The loop logs events for debugging and verification:

python
# After tool execution
events = await agent.memory.get_session_events(session_id)
# Events: [user_message, tool_call, tool_result, agent_response]

# After delegation
events = await agent.memory.get_session_events(session_id)
# Events: [user_message, delegation_request, delegation_response, agent_response]

Testing with Mock Responses

Set DEBUG_MOCK_RESPONSES environment variable to test loop behavior deterministically.

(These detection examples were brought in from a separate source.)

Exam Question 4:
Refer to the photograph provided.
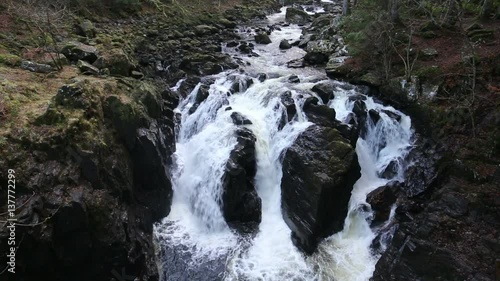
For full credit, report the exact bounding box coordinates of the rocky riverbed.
[0,1,500,280]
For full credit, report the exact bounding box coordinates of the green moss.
[415,65,443,79]
[0,54,21,66]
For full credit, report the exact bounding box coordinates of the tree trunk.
[445,0,458,26]
[342,0,349,16]
[480,0,493,20]
[390,0,399,22]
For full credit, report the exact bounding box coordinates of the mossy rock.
[132,82,162,118]
[0,54,21,67]
[420,20,441,32]
[415,65,443,80]
[34,104,66,125]
[104,95,145,150]
[420,30,438,39]
[92,48,135,76]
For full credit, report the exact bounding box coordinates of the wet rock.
[257,73,267,82]
[254,32,272,45]
[368,109,380,125]
[130,70,144,79]
[92,48,135,76]
[238,43,252,54]
[76,60,100,75]
[52,194,92,265]
[285,7,311,24]
[226,41,238,48]
[280,91,297,122]
[229,76,253,94]
[286,58,305,68]
[304,40,338,65]
[189,84,210,114]
[231,112,252,125]
[382,109,401,122]
[21,60,55,73]
[288,75,300,83]
[325,56,351,78]
[200,61,224,75]
[281,125,360,254]
[222,128,262,231]
[61,42,99,63]
[76,19,97,38]
[304,97,338,127]
[366,181,401,225]
[311,82,335,104]
[297,34,314,48]
[279,39,292,50]
[194,24,217,36]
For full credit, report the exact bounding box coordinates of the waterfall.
[155,4,413,281]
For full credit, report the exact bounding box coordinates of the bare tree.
[6,0,72,70]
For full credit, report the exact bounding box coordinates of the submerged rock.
[281,125,360,254]
[255,32,272,45]
[366,181,401,224]
[222,128,262,232]
[311,82,335,104]
[231,112,252,125]
[61,42,99,63]
[285,7,311,24]
[279,39,292,50]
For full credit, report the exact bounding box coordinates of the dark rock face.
[222,128,262,232]
[285,8,310,24]
[281,125,360,254]
[279,39,292,50]
[366,181,401,224]
[0,81,178,281]
[288,75,300,83]
[311,83,335,104]
[231,112,252,125]
[255,32,272,44]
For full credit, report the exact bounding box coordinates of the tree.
[342,0,349,16]
[480,0,493,20]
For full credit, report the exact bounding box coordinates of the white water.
[155,4,412,281]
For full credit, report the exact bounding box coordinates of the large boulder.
[281,125,360,254]
[93,48,135,76]
[311,82,335,104]
[76,19,97,38]
[304,40,338,65]
[285,7,311,24]
[255,32,272,45]
[222,128,262,232]
[61,42,99,63]
[21,60,54,73]
[366,181,401,224]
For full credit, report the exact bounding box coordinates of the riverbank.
[337,2,500,280]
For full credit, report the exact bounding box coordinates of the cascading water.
[155,4,412,281]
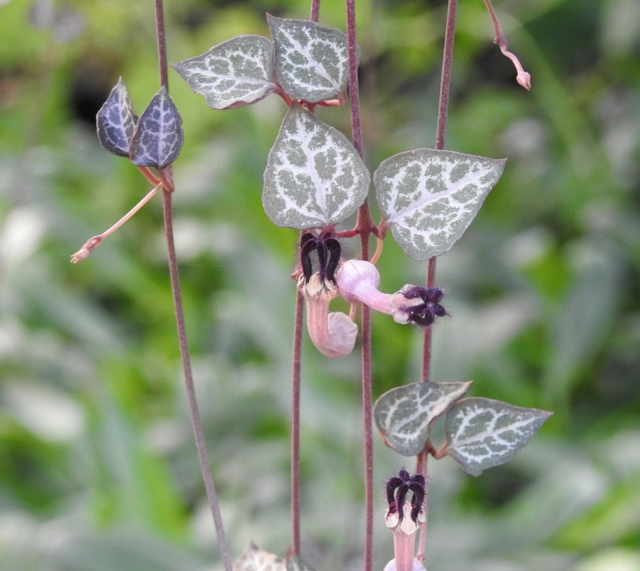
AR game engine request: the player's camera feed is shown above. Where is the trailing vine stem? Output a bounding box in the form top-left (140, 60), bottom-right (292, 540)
top-left (416, 0), bottom-right (458, 561)
top-left (291, 289), bottom-right (304, 555)
top-left (284, 0), bottom-right (320, 555)
top-left (155, 0), bottom-right (232, 571)
top-left (346, 0), bottom-right (376, 571)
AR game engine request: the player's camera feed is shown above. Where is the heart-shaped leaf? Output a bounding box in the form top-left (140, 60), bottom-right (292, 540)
top-left (262, 105), bottom-right (370, 230)
top-left (172, 35), bottom-right (278, 109)
top-left (446, 398), bottom-right (552, 476)
top-left (233, 541), bottom-right (287, 571)
top-left (130, 86), bottom-right (184, 169)
top-left (373, 149), bottom-right (505, 261)
top-left (373, 382), bottom-right (471, 456)
top-left (267, 16), bottom-right (359, 103)
top-left (96, 78), bottom-right (138, 157)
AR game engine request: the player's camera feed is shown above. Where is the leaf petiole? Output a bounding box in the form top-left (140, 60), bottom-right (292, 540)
top-left (71, 183), bottom-right (162, 264)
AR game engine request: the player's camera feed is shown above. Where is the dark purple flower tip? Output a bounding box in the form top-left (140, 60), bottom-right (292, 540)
top-left (387, 470), bottom-right (426, 524)
top-left (300, 232), bottom-right (342, 284)
top-left (399, 286), bottom-right (447, 327)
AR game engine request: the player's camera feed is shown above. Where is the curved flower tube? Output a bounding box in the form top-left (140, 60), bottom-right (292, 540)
top-left (384, 502), bottom-right (426, 571)
top-left (336, 260), bottom-right (447, 327)
top-left (298, 272), bottom-right (358, 359)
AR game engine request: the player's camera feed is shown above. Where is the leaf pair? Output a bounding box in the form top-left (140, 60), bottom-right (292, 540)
top-left (233, 541), bottom-right (314, 571)
top-left (173, 16), bottom-right (356, 109)
top-left (97, 78), bottom-right (184, 169)
top-left (373, 382), bottom-right (551, 476)
top-left (263, 106), bottom-right (505, 260)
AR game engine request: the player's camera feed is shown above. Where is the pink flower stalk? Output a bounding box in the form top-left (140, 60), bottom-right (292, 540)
top-left (298, 272), bottom-right (358, 359)
top-left (384, 502), bottom-right (426, 571)
top-left (336, 260), bottom-right (446, 326)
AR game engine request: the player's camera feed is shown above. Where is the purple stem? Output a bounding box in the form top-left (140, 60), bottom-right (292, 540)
top-left (309, 0), bottom-right (320, 22)
top-left (155, 0), bottom-right (232, 571)
top-left (291, 290), bottom-right (304, 555)
top-left (346, 0), bottom-right (375, 571)
top-left (416, 0), bottom-right (458, 560)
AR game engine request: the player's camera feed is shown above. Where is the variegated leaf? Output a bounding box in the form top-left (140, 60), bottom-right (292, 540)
top-left (267, 16), bottom-right (352, 103)
top-left (262, 105), bottom-right (370, 230)
top-left (96, 78), bottom-right (138, 157)
top-left (446, 398), bottom-right (552, 476)
top-left (373, 382), bottom-right (471, 456)
top-left (373, 149), bottom-right (505, 261)
top-left (233, 541), bottom-right (287, 571)
top-left (172, 35), bottom-right (278, 109)
top-left (130, 86), bottom-right (184, 169)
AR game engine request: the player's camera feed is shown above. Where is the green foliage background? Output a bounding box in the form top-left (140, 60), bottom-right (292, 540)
top-left (0, 0), bottom-right (640, 571)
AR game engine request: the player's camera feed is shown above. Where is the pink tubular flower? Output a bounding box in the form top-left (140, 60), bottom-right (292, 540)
top-left (336, 260), bottom-right (447, 327)
top-left (298, 273), bottom-right (358, 359)
top-left (384, 502), bottom-right (426, 571)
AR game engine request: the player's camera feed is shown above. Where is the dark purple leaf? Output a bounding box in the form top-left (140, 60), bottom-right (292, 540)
top-left (96, 78), bottom-right (138, 157)
top-left (130, 86), bottom-right (184, 169)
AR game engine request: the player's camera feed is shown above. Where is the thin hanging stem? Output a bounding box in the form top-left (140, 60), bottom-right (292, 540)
top-left (71, 185), bottom-right (160, 264)
top-left (484, 0), bottom-right (531, 90)
top-left (422, 0), bottom-right (458, 384)
top-left (291, 290), bottom-right (304, 555)
top-left (162, 190), bottom-right (232, 571)
top-left (155, 0), bottom-right (232, 571)
top-left (291, 4), bottom-right (320, 555)
top-left (416, 0), bottom-right (458, 561)
top-left (346, 0), bottom-right (375, 571)
top-left (309, 0), bottom-right (320, 22)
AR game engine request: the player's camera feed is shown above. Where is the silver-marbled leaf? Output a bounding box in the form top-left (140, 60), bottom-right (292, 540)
top-left (171, 35), bottom-right (278, 109)
top-left (373, 382), bottom-right (471, 456)
top-left (96, 78), bottom-right (138, 157)
top-left (373, 149), bottom-right (505, 261)
top-left (130, 86), bottom-right (184, 169)
top-left (445, 397), bottom-right (552, 476)
top-left (267, 16), bottom-right (359, 103)
top-left (262, 105), bottom-right (371, 230)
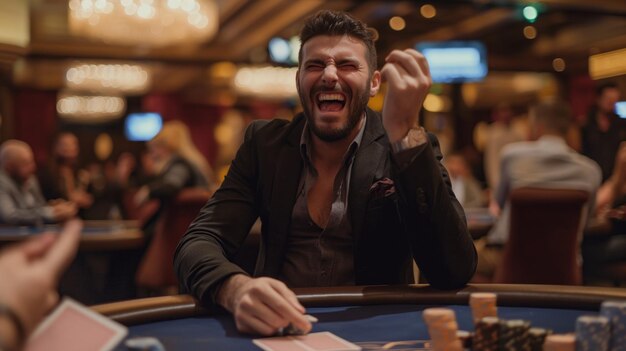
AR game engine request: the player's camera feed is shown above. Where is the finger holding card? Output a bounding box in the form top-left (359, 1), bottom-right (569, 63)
top-left (220, 275), bottom-right (311, 336)
top-left (0, 221), bottom-right (82, 342)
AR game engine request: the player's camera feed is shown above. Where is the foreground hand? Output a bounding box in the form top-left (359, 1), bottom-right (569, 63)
top-left (381, 49), bottom-right (432, 143)
top-left (0, 220), bottom-right (82, 341)
top-left (217, 274), bottom-right (311, 336)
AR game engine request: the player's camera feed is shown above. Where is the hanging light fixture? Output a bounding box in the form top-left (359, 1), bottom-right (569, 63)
top-left (69, 0), bottom-right (218, 47)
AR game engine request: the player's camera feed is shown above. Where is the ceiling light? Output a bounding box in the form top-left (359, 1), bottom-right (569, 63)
top-left (420, 4), bottom-right (437, 18)
top-left (57, 94), bottom-right (126, 122)
top-left (389, 16), bottom-right (406, 31)
top-left (68, 0), bottom-right (218, 46)
top-left (65, 62), bottom-right (151, 94)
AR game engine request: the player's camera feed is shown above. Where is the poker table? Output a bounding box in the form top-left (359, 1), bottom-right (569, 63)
top-left (0, 220), bottom-right (144, 251)
top-left (92, 284), bottom-right (626, 350)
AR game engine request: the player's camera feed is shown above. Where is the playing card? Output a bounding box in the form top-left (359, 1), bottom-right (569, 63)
top-left (24, 298), bottom-right (128, 351)
top-left (252, 332), bottom-right (361, 351)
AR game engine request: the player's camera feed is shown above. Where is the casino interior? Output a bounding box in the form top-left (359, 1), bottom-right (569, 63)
top-left (0, 0), bottom-right (626, 350)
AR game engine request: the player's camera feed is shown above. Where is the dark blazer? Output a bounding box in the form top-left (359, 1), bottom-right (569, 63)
top-left (174, 109), bottom-right (476, 305)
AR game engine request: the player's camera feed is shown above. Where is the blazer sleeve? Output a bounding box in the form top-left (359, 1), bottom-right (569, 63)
top-left (174, 122), bottom-right (264, 307)
top-left (394, 133), bottom-right (477, 289)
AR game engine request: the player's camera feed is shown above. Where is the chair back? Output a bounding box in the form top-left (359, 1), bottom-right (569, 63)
top-left (494, 188), bottom-right (589, 285)
top-left (136, 188), bottom-right (212, 290)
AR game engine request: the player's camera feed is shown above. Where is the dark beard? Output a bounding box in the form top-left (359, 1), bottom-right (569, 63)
top-left (300, 86), bottom-right (370, 142)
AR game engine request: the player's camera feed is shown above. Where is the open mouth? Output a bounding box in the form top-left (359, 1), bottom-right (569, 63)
top-left (316, 93), bottom-right (346, 111)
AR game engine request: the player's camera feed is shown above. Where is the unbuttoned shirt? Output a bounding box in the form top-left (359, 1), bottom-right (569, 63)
top-left (281, 118), bottom-right (366, 287)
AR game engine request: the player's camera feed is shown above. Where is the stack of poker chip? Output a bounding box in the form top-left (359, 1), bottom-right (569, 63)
top-left (600, 301), bottom-right (626, 351)
top-left (456, 330), bottom-right (474, 349)
top-left (423, 308), bottom-right (463, 351)
top-left (470, 293), bottom-right (498, 325)
top-left (543, 334), bottom-right (576, 351)
top-left (498, 319), bottom-right (530, 351)
top-left (576, 316), bottom-right (611, 351)
top-left (528, 328), bottom-right (552, 351)
top-left (472, 317), bottom-right (500, 351)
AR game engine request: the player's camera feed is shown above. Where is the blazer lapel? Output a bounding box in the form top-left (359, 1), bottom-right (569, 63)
top-left (264, 122), bottom-right (304, 277)
top-left (348, 109), bottom-right (389, 248)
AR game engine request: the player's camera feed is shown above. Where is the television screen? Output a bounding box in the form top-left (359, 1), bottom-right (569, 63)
top-left (124, 112), bottom-right (163, 141)
top-left (615, 101), bottom-right (626, 118)
top-left (415, 41), bottom-right (487, 83)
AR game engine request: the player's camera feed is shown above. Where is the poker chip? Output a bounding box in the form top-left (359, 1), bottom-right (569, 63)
top-left (543, 334), bottom-right (576, 351)
top-left (472, 317), bottom-right (500, 351)
top-left (422, 308), bottom-right (463, 351)
top-left (576, 316), bottom-right (611, 351)
top-left (528, 328), bottom-right (552, 351)
top-left (600, 301), bottom-right (626, 351)
top-left (456, 330), bottom-right (474, 349)
top-left (498, 319), bottom-right (530, 351)
top-left (469, 293), bottom-right (498, 324)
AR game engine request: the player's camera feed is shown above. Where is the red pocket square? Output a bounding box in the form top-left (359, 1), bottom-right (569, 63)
top-left (370, 178), bottom-right (396, 198)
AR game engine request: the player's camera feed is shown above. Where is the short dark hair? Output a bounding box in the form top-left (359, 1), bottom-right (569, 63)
top-left (298, 10), bottom-right (377, 74)
top-left (531, 100), bottom-right (572, 136)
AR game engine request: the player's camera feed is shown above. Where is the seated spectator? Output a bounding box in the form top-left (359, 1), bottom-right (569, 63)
top-left (444, 153), bottom-right (485, 209)
top-left (39, 132), bottom-right (93, 213)
top-left (582, 142), bottom-right (626, 268)
top-left (0, 140), bottom-right (76, 226)
top-left (0, 220), bottom-right (82, 351)
top-left (476, 102), bottom-right (602, 278)
top-left (135, 121), bottom-right (210, 236)
top-left (581, 83), bottom-right (626, 181)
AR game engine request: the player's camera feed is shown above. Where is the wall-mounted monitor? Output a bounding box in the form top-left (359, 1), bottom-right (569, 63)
top-left (615, 101), bottom-right (626, 118)
top-left (415, 41), bottom-right (487, 83)
top-left (124, 112), bottom-right (163, 141)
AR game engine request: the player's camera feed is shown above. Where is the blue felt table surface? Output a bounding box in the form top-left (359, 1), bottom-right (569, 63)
top-left (117, 305), bottom-right (594, 350)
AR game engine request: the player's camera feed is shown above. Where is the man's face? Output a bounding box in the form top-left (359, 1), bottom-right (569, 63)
top-left (296, 35), bottom-right (380, 142)
top-left (9, 149), bottom-right (36, 182)
top-left (56, 134), bottom-right (78, 160)
top-left (598, 88), bottom-right (619, 112)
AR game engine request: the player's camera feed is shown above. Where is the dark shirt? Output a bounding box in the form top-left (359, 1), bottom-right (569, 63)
top-left (281, 119), bottom-right (365, 287)
top-left (581, 109), bottom-right (626, 181)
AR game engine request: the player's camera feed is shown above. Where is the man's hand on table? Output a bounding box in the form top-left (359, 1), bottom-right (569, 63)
top-left (217, 274), bottom-right (311, 336)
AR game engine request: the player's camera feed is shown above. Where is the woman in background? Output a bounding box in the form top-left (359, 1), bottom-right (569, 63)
top-left (135, 120), bottom-right (213, 238)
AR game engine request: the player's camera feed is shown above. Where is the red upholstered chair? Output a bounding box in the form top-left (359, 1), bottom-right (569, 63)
top-left (136, 188), bottom-right (212, 291)
top-left (493, 188), bottom-right (589, 285)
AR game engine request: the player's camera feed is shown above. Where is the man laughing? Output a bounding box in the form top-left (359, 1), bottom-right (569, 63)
top-left (174, 11), bottom-right (476, 335)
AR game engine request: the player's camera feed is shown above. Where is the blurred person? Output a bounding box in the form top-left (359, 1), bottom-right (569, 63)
top-left (174, 10), bottom-right (476, 335)
top-left (581, 83), bottom-right (626, 181)
top-left (0, 140), bottom-right (76, 225)
top-left (476, 101), bottom-right (602, 278)
top-left (39, 132), bottom-right (94, 209)
top-left (582, 142), bottom-right (626, 277)
top-left (0, 220), bottom-right (82, 351)
top-left (484, 103), bottom-right (524, 192)
top-left (135, 121), bottom-right (211, 236)
top-left (444, 153), bottom-right (485, 209)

The tool_calls format works for both native and string mode:

bash
# Test tool calling (tool call → no action → final)
export DEBUG_MOCK_RESPONSES='["{\"tool_calls\": [{\"id\": \"call_1\", \"name\": \"echo\", \"arguments\": {\"text\": \"hello\"}}]}", "No more actions.", "The echo returned: hello"]'

# Test delegation (delegation → no action → final)
export DEBUG_MOCK_RESPONSES='["{\"tool_calls\": [{\"id\": \"call_1\", \"name\": \"delegate_to_researcher\", \"arguments\": {\"task\": \"Find quantum info\"}}]}", "No more actions.", "Based on the research, quantum computing uses qubits."]'

# Simple response (no tools → Phase 2 only)
export DEBUG_MOCK_RESPONSES='["Hello! How can I help you?"]'

For Kubernetes E2E tests, configure via the Agent CRD:

yaml
spec:
  container:
    env:
    - name: DEBUG_MOCK_RESPONSES
      value: '["{\"tool_calls\": [{\"id\": \"call_1\", \"name\": \"delegate_to_worker\", \"arguments\": {\"task\": \"process data\"}}]}", "No more actions.", "Done."]'

Best Practices

  1. Set appropriate max_steps - Too low may truncate reasoning, too high wastes resources
  2. Clear instructions - Tell the LLM when to use tools vs. respond directly
  3. Test with mocks - Use DEBUG_MOCK_RESPONSES with tool_calls format
  4. Monitor events - Use memory endpoints to debug complex flows
  5. Handle errors gracefully - Tool failures are fed back to the loop for recovery

Released under the Apache 2.0 License.